Now when Jesus comes to dwell in our hearts, that cannot remain without effect. It really makes a difference whether we let him in or not. When he who can do all things dwells within us, he transforms our hearts, and thus makes a difference in our attitudes towards one another and toward life. We see that in St. Stephen's life. As one of the first deacons he had a twofold task. He was assigned to the service of the tables, the "service of love" to the poor, so that the Apostles would have more time for preaching. But since he also the gift of preaching, he should also perform this ministry of truth. And Stephen, trusting in Jesus, devoted himself whole-heartedly to these tasks. He was stoned to death because his preaching of Jesus as the Son of God was considered blasphemy. Now, we might think that if Stephen, more considerate of the understanding and passion of his Jewish brothers for the oneness of God, had spoken more carefully about Jesus, he would not have been stoned, he could have continued to preach Jesus, he could have done more good….
But St.
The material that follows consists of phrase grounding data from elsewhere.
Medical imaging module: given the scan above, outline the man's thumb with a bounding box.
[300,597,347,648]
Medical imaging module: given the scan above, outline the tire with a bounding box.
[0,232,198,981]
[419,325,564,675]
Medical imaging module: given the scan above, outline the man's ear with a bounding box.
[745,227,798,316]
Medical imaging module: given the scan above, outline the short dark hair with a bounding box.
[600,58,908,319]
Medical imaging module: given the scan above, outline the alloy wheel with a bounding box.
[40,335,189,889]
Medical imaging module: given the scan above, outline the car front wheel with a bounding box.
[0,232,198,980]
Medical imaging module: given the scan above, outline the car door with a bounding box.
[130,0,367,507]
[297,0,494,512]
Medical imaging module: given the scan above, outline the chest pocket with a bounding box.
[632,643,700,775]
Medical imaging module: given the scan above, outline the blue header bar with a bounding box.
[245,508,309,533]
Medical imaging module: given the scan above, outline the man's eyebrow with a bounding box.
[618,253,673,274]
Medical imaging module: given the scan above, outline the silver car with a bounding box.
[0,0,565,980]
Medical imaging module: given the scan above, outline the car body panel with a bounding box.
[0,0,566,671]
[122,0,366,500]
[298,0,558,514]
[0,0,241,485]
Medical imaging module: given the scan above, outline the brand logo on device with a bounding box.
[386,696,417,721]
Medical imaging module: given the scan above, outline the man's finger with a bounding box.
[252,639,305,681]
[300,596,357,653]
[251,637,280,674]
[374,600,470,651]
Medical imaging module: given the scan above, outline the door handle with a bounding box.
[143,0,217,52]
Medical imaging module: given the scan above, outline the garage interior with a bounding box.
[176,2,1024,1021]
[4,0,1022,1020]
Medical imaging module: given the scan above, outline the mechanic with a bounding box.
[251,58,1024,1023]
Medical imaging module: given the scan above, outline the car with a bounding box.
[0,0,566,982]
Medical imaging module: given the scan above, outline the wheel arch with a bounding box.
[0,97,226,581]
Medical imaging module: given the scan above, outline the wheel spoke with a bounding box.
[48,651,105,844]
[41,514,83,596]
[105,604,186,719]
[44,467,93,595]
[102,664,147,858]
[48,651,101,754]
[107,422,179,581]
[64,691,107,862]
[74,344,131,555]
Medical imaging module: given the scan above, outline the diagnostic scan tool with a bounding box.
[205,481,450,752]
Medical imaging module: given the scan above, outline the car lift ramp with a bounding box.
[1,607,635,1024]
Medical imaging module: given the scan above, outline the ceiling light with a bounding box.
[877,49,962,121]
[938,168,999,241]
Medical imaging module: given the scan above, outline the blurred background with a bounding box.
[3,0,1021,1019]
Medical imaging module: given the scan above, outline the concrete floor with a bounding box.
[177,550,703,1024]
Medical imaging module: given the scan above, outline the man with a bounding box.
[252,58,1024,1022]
Stephen make no compromises concerning the truth. He proclaims the Jesus who revealed himself and whom he had come to know. But he does not proclaim this truth by way of violence or hatred, but in love and in self-giving. Until the last moment he forgives the men who kill him. As Jesus prayed for those who killed him, so St. Stephen prayed, “Lord, do not count this sin against them!” And his witness, his death was fruitful for the Church. The remembrance of this witness, for example, probably helped Saul later to accept Christ's message, and thereby to become the great Apostle Paul.
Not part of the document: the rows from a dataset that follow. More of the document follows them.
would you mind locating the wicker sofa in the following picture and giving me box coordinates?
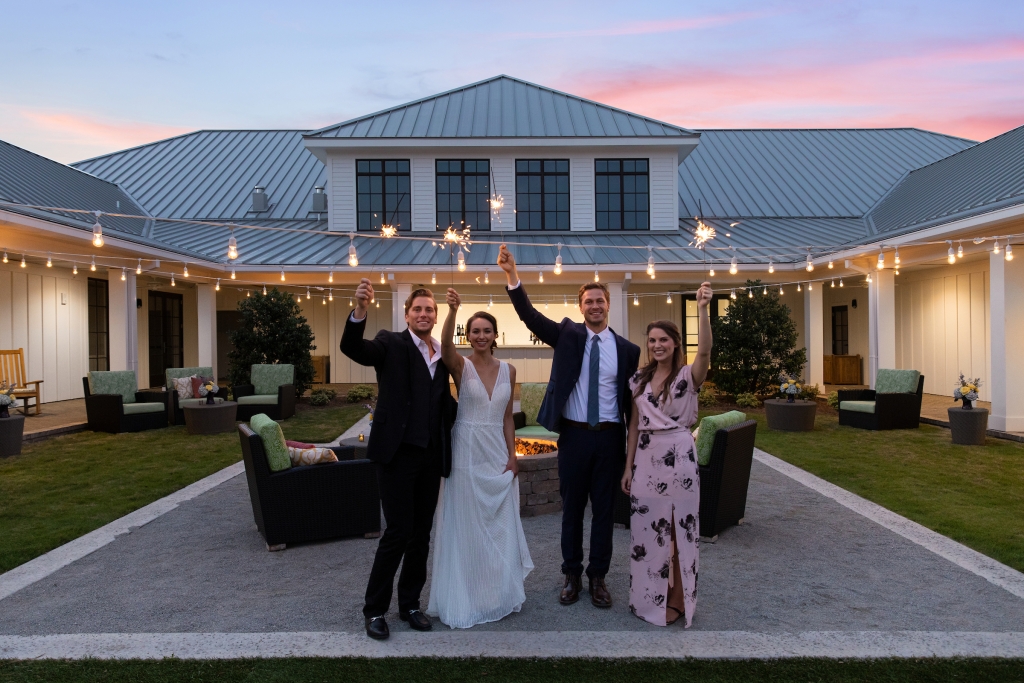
[165,366,227,425]
[238,423,381,549]
[233,364,297,421]
[838,369,924,430]
[82,371,169,433]
[511,383,560,441]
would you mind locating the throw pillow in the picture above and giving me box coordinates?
[288,446,339,467]
[285,440,316,449]
[191,375,214,398]
[249,413,290,472]
[172,376,194,399]
[693,410,747,466]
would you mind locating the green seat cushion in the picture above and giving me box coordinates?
[515,425,560,441]
[693,410,747,466]
[178,397,225,407]
[88,371,138,404]
[839,400,876,414]
[519,383,547,426]
[123,402,166,415]
[251,364,294,396]
[875,369,920,394]
[237,394,280,406]
[165,367,214,390]
[250,413,290,472]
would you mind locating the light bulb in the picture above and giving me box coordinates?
[538,270,544,283]
[806,256,814,272]
[20,254,26,268]
[948,245,956,264]
[797,283,802,292]
[322,295,326,305]
[281,268,286,281]
[994,240,1001,255]
[227,234,238,260]
[484,270,490,284]
[633,293,639,306]
[768,259,774,274]
[90,256,96,272]
[231,268,236,280]
[555,255,563,275]
[877,252,884,270]
[808,282,812,290]
[297,294,301,302]
[1,251,6,263]
[488,295,493,309]
[647,255,655,277]
[866,273,872,283]
[748,289,753,298]
[563,295,568,307]
[246,290,250,297]
[763,286,768,295]
[328,270,334,283]
[594,270,599,282]
[895,268,900,275]
[46,253,52,268]
[380,272,386,284]
[349,298,353,307]
[666,293,672,304]
[348,243,359,267]
[730,289,736,300]
[171,273,176,286]
[779,286,783,295]
[831,279,835,288]
[136,258,142,275]
[828,259,834,269]
[328,289,333,301]
[376,300,380,308]
[729,256,738,275]
[431,272,437,284]
[263,284,267,295]
[215,278,220,291]
[545,302,549,309]
[457,247,466,272]
[73,263,78,275]
[1006,243,1014,261]
[183,264,189,278]
[92,212,104,247]
[840,278,844,287]
[709,268,715,277]
[895,249,901,265]
[120,268,126,281]
[306,287,310,300]
[957,242,963,259]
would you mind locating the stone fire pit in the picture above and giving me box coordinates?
[516,438,561,517]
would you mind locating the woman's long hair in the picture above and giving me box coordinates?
[633,320,684,404]
[466,311,499,353]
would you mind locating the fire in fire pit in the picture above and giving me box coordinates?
[515,438,557,457]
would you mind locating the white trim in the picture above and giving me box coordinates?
[0,462,244,603]
[754,449,1024,600]
[305,137,697,153]
[2,630,1022,660]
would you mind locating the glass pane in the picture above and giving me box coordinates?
[437,160,448,172]
[556,176,569,193]
[686,300,698,315]
[623,160,634,172]
[557,160,569,172]
[357,160,369,173]
[636,159,648,171]
[516,160,528,172]
[369,160,381,173]
[718,299,731,316]
[595,160,607,172]
[385,160,397,173]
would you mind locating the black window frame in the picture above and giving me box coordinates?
[87,278,109,372]
[356,159,411,232]
[515,159,570,231]
[435,159,490,231]
[595,158,649,231]
[832,306,849,355]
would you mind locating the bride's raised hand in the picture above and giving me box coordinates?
[446,288,461,310]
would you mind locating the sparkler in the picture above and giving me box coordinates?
[692,200,716,278]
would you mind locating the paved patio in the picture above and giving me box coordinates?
[1,444,1022,659]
St. Stephen is an example to us of faithfulness to Jesus, an example of holding fast to the truth in love, of the way we all should and want to go. This way is not always easy. It is not always easy to avoid deviating too much in one or the other direction: to give up truth for the sake of love, or to give up love for the sake of truth. Sometimes one hears that faithful Christians, in order to be tolerant, must abandon the claim to truth, must not proclaim or hold the faith as truth or even as true, for that leads to intolerance and to hatred. But the example of St. Stephen shows us that the world needs the witness of the truth, and that it is possible to preach this truth in steadfast conviction and yet without violence, but in love and in self-giving.
Let us pray to Jesus, who came into this world as a child, that we have the courage and the wisdom to profess our faith in our family, in our workplace, wherever we are, in a convinced and convincing and loving manner, as St. Stephen did.